The vast majority of Israeli start-ups are generally in fields where the primary focus of the product or service is aimed at businesses (B2B). Many startups across the industries like cyber, medical, & software, etc. have been sold for millions, if not billions of dollars to larger corporations. However, companies with consumer-facing products are quite far from achieving similar success in both volume and scope, with the exception of individual cases such as WAZE and Fiverr.
Israeli developers who create a product, whether it is a mobile application, software or physical product, that appeals to private consumers; find it difficult to reach the success of their B2B entrepreneurial counterparts. One reason for this is that business consumers are more willing to pay larger sums for solutions that enable them to improve the profit line (whether through cost-saving measures, more efficient marketing, or operational optimization). Therefore, if your product provides this value, many potential investors are likely to be interested in you.

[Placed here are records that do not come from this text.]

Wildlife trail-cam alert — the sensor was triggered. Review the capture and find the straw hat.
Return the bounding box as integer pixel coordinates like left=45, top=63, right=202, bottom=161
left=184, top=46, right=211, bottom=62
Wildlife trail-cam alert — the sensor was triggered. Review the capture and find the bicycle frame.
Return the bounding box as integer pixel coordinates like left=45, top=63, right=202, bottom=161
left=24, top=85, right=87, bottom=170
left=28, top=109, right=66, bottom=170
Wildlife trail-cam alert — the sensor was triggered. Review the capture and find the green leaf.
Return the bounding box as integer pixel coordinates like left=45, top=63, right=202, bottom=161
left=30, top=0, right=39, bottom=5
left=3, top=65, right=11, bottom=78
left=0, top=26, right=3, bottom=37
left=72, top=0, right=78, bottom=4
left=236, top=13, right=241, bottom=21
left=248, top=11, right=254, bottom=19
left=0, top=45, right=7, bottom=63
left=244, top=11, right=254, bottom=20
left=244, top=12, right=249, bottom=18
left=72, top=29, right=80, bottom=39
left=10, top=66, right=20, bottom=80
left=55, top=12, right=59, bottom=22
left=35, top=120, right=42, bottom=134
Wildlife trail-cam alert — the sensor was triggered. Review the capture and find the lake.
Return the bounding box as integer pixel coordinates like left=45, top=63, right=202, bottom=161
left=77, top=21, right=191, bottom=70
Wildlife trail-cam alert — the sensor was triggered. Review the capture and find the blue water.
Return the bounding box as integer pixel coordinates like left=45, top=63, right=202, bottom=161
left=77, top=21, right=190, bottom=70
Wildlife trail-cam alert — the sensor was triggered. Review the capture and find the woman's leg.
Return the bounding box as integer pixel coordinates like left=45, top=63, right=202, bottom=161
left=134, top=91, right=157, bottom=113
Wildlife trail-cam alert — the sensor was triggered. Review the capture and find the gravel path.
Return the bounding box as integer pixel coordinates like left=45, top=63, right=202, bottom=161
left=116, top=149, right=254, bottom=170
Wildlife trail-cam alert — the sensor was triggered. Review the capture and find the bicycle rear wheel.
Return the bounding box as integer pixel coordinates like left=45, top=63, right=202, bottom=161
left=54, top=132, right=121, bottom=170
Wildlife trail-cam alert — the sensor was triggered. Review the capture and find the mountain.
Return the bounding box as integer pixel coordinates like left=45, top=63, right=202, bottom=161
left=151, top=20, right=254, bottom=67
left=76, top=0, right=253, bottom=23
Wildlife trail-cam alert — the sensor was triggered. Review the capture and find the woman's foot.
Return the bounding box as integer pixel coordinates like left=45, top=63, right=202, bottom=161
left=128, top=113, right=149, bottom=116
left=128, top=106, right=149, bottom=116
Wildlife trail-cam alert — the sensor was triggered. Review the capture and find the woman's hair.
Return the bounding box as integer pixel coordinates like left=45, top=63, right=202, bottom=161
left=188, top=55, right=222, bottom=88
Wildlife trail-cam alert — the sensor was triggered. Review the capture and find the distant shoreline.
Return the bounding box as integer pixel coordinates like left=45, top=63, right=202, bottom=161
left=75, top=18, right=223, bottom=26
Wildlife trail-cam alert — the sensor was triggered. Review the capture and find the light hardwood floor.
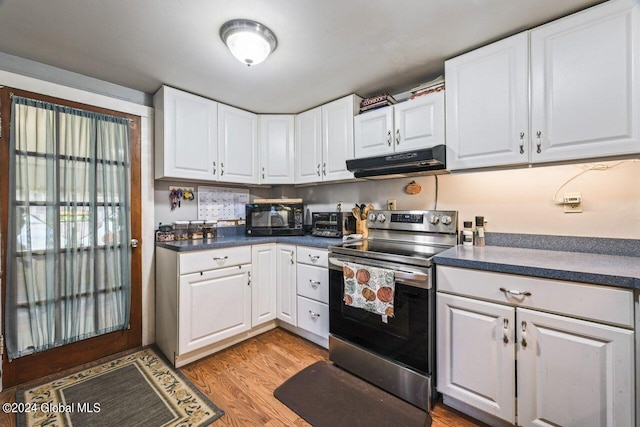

Why then, do Israeli start-ups developing B2C products find it difficult to succeed like their fellow entrepreneurs who approach the B2B market? There are thousands of successful B2C companies such as Facebook, Tinder, UBER & AirBNB; and while it is true that the US the market is bigger and statisticians have a larger sample size of entrepreneurs & opportunities to measure there, it does not detract from the series of mistakes Israeli entrepreneurs may be making along the way to crack the B2C market.